Moda e valor agregado

Na área de moda, as collabs funcionam bem para agregar valor e propósito para ambas as marcas, como explica Maiza França.
Um exemplo bem conhecido foi a parceria entre a marca de streetwear Supreme com a luxuosa Louis Vuitton. Essa colaboração teve como intuito trazer jovialidade e modernidade para a grife francesa e posicionamento e exclusividade para a Supreme.

"Para as fast fashion, as collabs têm funcionado para descaracterizar esse mercado que por tanto tempo teve a imagem ligada à produção têxtil insustentável.

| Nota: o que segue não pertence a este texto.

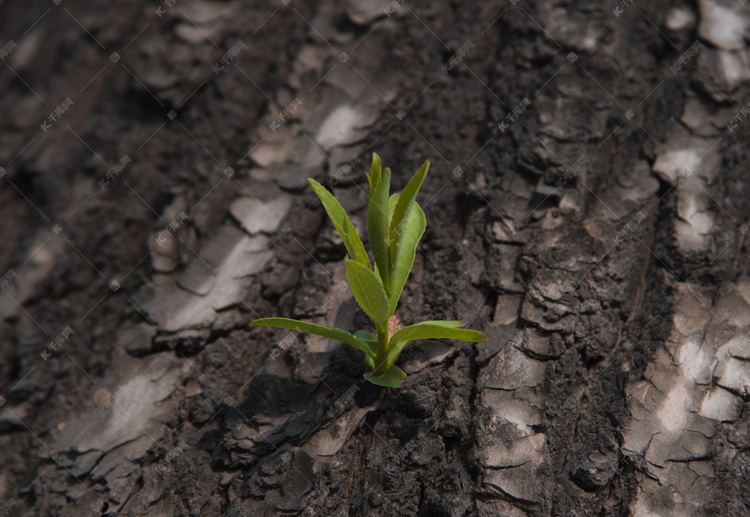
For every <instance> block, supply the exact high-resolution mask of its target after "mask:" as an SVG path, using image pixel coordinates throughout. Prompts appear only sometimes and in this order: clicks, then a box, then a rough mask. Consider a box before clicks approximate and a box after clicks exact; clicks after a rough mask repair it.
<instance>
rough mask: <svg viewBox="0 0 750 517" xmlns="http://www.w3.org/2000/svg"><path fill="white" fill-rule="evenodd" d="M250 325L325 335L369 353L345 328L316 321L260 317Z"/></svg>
mask: <svg viewBox="0 0 750 517" xmlns="http://www.w3.org/2000/svg"><path fill="white" fill-rule="evenodd" d="M250 326H251V327H257V326H265V327H276V328H280V329H289V330H298V331H300V332H308V333H310V334H317V335H318V336H323V337H327V338H329V339H335V340H337V341H341V342H342V343H346V344H348V345H352V346H353V347H355V348H358V349H359V350H362V351H363V352H364V353H365V354H368V355H369V354H370V353H371V351H370V348H369V347H368V346H367V344H365V343H364V342H362V341H361V340H359V339H357V338H356V337H354V336H352V335H351V334H350V333H348V332H347V331H346V330H342V329H338V328H336V327H327V326H326V325H318V324H317V323H309V322H306V321H297V320H293V319H289V318H262V319H259V320H255V321H253V322H252V323H250Z"/></svg>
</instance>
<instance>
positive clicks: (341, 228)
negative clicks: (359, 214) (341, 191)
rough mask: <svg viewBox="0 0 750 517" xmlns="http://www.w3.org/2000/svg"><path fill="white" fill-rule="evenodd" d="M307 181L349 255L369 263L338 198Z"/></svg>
mask: <svg viewBox="0 0 750 517" xmlns="http://www.w3.org/2000/svg"><path fill="white" fill-rule="evenodd" d="M307 181H308V182H309V183H310V186H311V187H312V189H313V191H314V192H315V194H317V196H318V197H319V198H320V201H321V202H322V203H323V208H325V209H326V212H327V213H328V217H330V218H331V222H333V226H334V227H335V228H336V231H337V232H339V235H340V236H341V240H342V241H344V246H346V251H347V252H348V253H349V257H351V259H352V260H356V261H357V262H362V263H366V264H369V263H370V259H369V258H368V257H367V251H365V245H364V244H362V240H361V239H360V238H359V235H358V234H357V229H356V228H354V225H353V224H352V222H351V220H350V219H349V216H347V215H346V212H345V211H344V209H343V207H342V206H341V204H339V202H338V200H337V199H336V198H335V197H333V194H331V193H330V192H328V190H326V188H325V187H323V185H321V184H320V183H318V182H317V181H315V180H314V179H312V178H308V179H307Z"/></svg>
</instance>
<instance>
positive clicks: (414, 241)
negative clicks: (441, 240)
mask: <svg viewBox="0 0 750 517" xmlns="http://www.w3.org/2000/svg"><path fill="white" fill-rule="evenodd" d="M411 210H412V213H411V214H410V215H409V218H408V219H407V221H408V223H407V225H406V231H405V232H404V236H403V240H402V241H401V250H400V252H399V254H398V259H397V261H396V267H394V268H393V269H394V271H393V289H392V290H391V296H390V298H389V301H388V317H389V318H390V317H391V316H392V315H393V313H394V312H396V307H397V306H398V300H399V298H401V292H402V291H403V290H404V285H406V279H407V278H409V273H410V272H411V268H412V266H414V257H415V256H416V254H417V245H418V244H419V240H420V239H421V238H422V235H423V234H424V229H425V226H426V225H427V220H426V219H425V216H424V212H423V211H422V207H420V206H419V204H418V203H414V205H413V206H412V209H411Z"/></svg>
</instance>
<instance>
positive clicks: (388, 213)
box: [388, 194, 400, 224]
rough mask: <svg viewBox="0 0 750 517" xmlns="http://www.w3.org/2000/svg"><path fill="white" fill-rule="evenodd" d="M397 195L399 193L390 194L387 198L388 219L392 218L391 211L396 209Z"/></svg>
mask: <svg viewBox="0 0 750 517" xmlns="http://www.w3.org/2000/svg"><path fill="white" fill-rule="evenodd" d="M399 197H400V194H391V197H390V198H389V199H388V221H391V219H393V212H394V211H395V210H396V203H398V198H399ZM388 224H390V222H389V223H388Z"/></svg>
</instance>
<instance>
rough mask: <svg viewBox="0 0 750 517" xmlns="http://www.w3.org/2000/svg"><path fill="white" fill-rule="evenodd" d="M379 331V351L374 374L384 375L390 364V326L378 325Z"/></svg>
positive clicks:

Com os consumidores cada vez mais informados e interessados em quem ou como foram produzidas as peças, as marcas foram obrigadas a se mexer para reestruturar sua imagem", diz a consultora.

Dica de ouro na hora de comprar

Para as fashionistas de plantão, um ponto a ser levado em consideração na hora da compra é a identificação de fato com esse estilo urbano, já que as peças das coleções têm em sua maioria estampas grandes e coloridas ou recortes diferenciados.

"A qualidade e exclusividade estão garantidas, mas nenhuma tendência é boa o bastante se sua roupa ficar parada no armário", ensina Maiza.